I've been eyeing that stuff for a table saw taper jig like this one
The weak spot in the Rockler jig is it looks to me like the fence can deflect when you tighten down the stock. Using a hunk of multi track should fix that little issue:yes:


----------



## wrkcrw00 (Apr 12, 2010)

I've been thinking about a taper jig...multi track would stiffen it up. Thanks for the suggestion.


----------



## davesplane (Apr 26, 2010)

there are a couple of companys out there that do the extruded aluminum for what ever you could think up.
look at 80/20 inc or frameworld, they list a lot of diffrent concepts that people have thought up.
with 80/20 it is the industrial erecter set!
some really cool stuff there!


----------



## wrkcrw00 (Apr 12, 2010)

davesplane said:


> there are a couple of companys out there that do the extruded aluminum for what ever you could think up.
> look at 80/20 inc or frameworld, they list a lot of diffrent concepts that people have thought up.
> with 80/20 it is the industrial erecter set!
> some really cool stuff there!


80/20 is a dream product. I've used it quite a bit at work (aerospace engineer). I wish I could buy it for all my shop needs, but when things are sold by the inch...they're probably too much for the average homeowner!

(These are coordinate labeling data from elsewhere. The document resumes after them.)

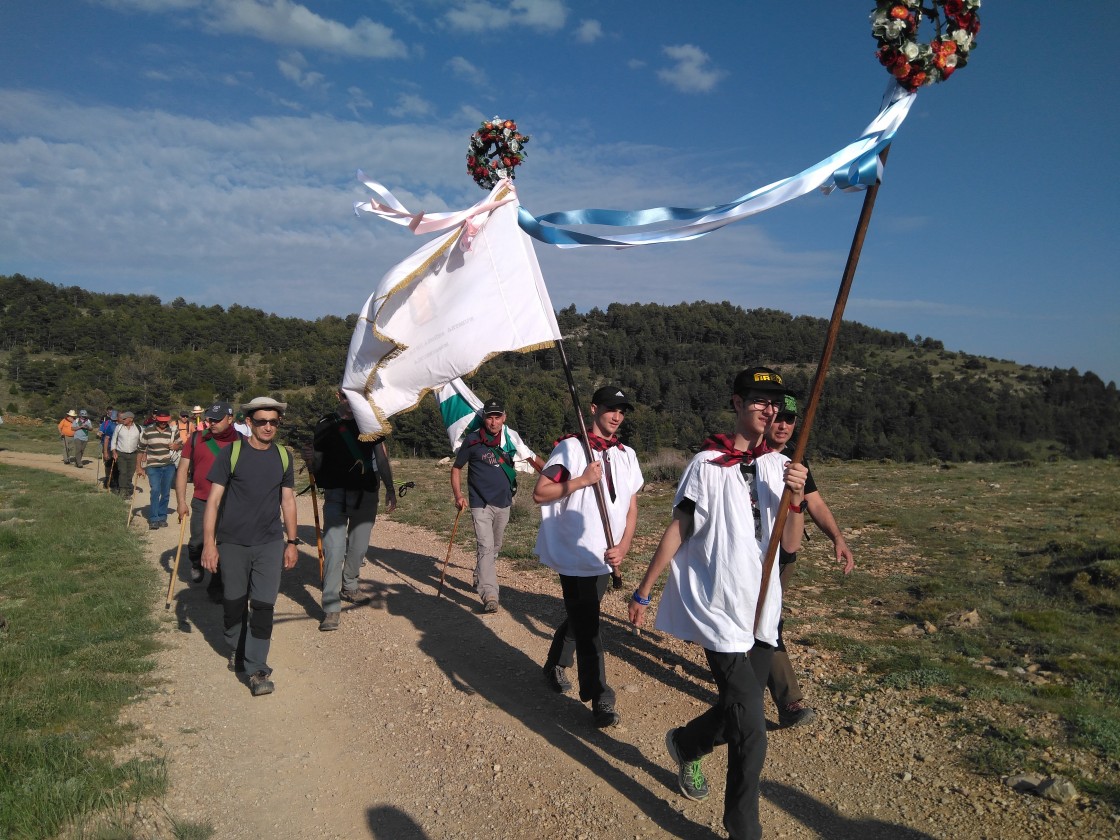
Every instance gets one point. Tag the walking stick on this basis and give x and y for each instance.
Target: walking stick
(175, 567)
(822, 369)
(449, 544)
(318, 529)
(600, 498)
(132, 502)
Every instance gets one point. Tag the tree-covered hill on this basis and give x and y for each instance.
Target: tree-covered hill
(888, 395)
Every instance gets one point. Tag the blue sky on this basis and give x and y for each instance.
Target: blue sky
(208, 148)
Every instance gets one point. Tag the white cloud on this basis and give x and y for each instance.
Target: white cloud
(588, 31)
(482, 16)
(357, 101)
(467, 72)
(281, 21)
(691, 72)
(294, 67)
(410, 105)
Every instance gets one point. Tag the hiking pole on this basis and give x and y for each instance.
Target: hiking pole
(175, 566)
(318, 529)
(822, 369)
(132, 502)
(439, 593)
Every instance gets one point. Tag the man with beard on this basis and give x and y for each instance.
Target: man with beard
(491, 483)
(252, 482)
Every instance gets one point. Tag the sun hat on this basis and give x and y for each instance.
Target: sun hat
(263, 403)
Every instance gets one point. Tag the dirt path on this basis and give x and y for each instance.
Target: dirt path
(422, 718)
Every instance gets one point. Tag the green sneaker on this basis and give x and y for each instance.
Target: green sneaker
(689, 775)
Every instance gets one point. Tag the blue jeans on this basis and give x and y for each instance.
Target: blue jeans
(160, 479)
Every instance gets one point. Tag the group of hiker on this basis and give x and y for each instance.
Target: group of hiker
(724, 515)
(242, 515)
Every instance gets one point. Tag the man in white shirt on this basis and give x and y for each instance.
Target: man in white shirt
(724, 514)
(572, 541)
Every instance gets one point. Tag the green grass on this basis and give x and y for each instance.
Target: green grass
(1033, 547)
(76, 595)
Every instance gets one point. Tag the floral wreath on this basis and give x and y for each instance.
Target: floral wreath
(495, 150)
(894, 26)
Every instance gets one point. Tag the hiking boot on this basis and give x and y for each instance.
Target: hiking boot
(260, 683)
(689, 775)
(605, 715)
(558, 679)
(795, 714)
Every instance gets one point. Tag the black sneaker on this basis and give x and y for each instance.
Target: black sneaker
(260, 683)
(558, 679)
(605, 714)
(689, 775)
(795, 714)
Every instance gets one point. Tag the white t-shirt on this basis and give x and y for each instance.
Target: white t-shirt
(571, 540)
(715, 577)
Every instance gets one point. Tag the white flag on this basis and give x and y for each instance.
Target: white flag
(460, 408)
(458, 300)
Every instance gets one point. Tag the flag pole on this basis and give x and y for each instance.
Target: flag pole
(599, 497)
(822, 369)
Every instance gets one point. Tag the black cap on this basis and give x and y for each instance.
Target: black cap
(218, 411)
(761, 379)
(609, 397)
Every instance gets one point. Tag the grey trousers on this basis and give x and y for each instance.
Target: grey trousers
(347, 522)
(783, 681)
(251, 582)
(490, 530)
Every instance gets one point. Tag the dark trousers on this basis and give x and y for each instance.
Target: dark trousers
(578, 636)
(195, 543)
(737, 720)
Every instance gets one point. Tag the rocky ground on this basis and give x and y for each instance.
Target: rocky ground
(422, 718)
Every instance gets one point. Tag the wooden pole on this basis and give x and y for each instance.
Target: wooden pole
(810, 412)
(175, 566)
(600, 498)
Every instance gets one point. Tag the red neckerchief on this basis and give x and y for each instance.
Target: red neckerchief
(598, 445)
(730, 456)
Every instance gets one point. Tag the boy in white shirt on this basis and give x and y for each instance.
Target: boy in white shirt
(572, 542)
(724, 513)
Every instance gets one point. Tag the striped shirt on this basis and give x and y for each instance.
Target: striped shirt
(156, 445)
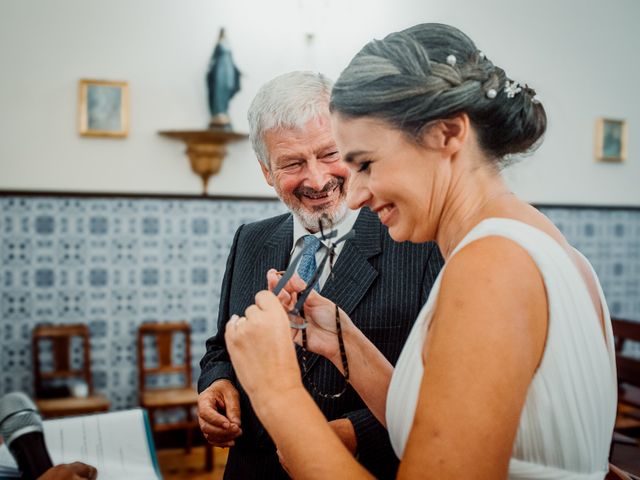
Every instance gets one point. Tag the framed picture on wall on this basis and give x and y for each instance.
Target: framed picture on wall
(103, 108)
(611, 140)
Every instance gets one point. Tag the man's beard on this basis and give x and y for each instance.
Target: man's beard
(311, 218)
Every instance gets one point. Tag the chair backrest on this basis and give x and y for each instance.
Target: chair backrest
(628, 367)
(63, 362)
(164, 338)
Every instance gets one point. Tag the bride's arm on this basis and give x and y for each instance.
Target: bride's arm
(265, 361)
(369, 370)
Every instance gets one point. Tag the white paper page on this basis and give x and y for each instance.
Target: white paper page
(115, 443)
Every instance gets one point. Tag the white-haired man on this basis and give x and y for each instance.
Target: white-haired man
(381, 284)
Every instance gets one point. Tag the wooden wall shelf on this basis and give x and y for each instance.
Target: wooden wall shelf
(206, 149)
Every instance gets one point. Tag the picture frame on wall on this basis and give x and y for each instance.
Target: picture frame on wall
(103, 108)
(611, 140)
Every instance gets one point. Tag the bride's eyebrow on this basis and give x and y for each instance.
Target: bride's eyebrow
(351, 157)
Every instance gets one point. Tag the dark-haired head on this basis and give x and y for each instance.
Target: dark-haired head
(431, 72)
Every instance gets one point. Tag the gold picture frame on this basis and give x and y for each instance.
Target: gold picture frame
(103, 108)
(611, 140)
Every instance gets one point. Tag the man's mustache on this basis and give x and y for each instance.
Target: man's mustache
(329, 186)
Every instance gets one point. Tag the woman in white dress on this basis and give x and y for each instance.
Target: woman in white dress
(509, 371)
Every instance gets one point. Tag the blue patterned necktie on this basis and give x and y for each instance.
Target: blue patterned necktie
(307, 265)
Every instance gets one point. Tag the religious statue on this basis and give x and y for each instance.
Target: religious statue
(223, 81)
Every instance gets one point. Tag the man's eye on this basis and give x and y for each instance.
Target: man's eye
(364, 166)
(291, 166)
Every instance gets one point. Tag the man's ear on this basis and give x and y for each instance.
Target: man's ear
(448, 135)
(266, 171)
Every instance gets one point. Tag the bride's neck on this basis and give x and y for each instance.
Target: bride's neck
(471, 199)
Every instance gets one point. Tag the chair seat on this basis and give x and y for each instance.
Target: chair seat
(169, 397)
(57, 407)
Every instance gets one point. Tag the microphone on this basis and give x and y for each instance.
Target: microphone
(21, 428)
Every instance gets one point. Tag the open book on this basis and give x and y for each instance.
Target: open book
(118, 444)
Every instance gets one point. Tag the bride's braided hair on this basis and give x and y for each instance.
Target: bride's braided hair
(433, 71)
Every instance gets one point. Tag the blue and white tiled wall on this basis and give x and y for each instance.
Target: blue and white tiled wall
(113, 264)
(116, 263)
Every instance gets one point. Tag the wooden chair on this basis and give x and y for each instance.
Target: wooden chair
(53, 395)
(628, 374)
(162, 337)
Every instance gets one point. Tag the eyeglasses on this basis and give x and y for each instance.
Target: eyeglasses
(298, 312)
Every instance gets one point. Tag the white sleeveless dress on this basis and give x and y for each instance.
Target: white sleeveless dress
(567, 422)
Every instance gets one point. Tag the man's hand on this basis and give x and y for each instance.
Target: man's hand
(70, 471)
(346, 433)
(219, 413)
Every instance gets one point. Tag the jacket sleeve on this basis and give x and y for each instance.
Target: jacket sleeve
(374, 449)
(215, 363)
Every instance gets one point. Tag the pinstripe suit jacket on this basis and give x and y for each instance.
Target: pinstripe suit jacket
(379, 283)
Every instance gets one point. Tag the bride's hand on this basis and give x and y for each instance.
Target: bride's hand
(320, 315)
(260, 348)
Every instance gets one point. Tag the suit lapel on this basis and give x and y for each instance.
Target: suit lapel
(352, 274)
(274, 254)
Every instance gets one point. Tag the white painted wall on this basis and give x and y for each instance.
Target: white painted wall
(580, 55)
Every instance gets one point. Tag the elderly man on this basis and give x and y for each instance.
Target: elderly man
(381, 284)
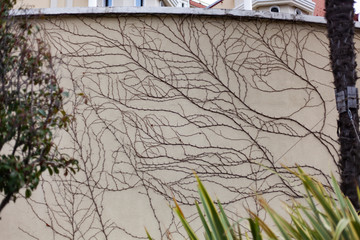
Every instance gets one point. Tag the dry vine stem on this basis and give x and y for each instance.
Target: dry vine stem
(156, 97)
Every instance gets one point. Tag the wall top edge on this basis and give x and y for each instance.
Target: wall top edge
(170, 11)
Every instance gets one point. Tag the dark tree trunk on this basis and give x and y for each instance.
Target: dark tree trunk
(340, 25)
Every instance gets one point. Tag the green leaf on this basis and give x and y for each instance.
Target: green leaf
(27, 193)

Good idea though to poke around and see if they have examples that I could glean ideas from for my shop.


----------



## Pirate (Jul 23, 2009)

jschaben said:


> I've been eyeing that stuff for a table saw taper jig like this one
> The weak spot in the Rockler jig is it looks to me like the fence can deflect when you tighten down the stock. Using a hunk of multi track should fix that little issue:yes:



I think multi track would be overkill to make a taper jig like the Rockler one. I made one with a few pieces of wood and it's fine.
Rockler has those hold downs on sale for $5.49 right now! And free shipping! Win win
Get your self a t slot bit, and you can make a lot of jigs


----------



## jschaben (Apr 1, 2010)

Pirate said:


> *I think multi track would be overkill* to make a taper jig like the Rockler one. I made one with a few pieces of wood and it's fine.
> Rockler has those hold downs on sale for $5.49 right now! And free shipping! Win win
> Get your self a t slot bit, and you can make a lot of jigs


:smile:I've been known to do that:laughing:. I've had a couple of problems in the past where the clamps would deflect the fence when tightened down. Could also be corrected by transfering the clamping forces to the base but that would entail a complex slotting arangement to make the fence moveable. I've got a couple of other ideas though. My biggest problem out here in the sticks is getting decent materials.


----------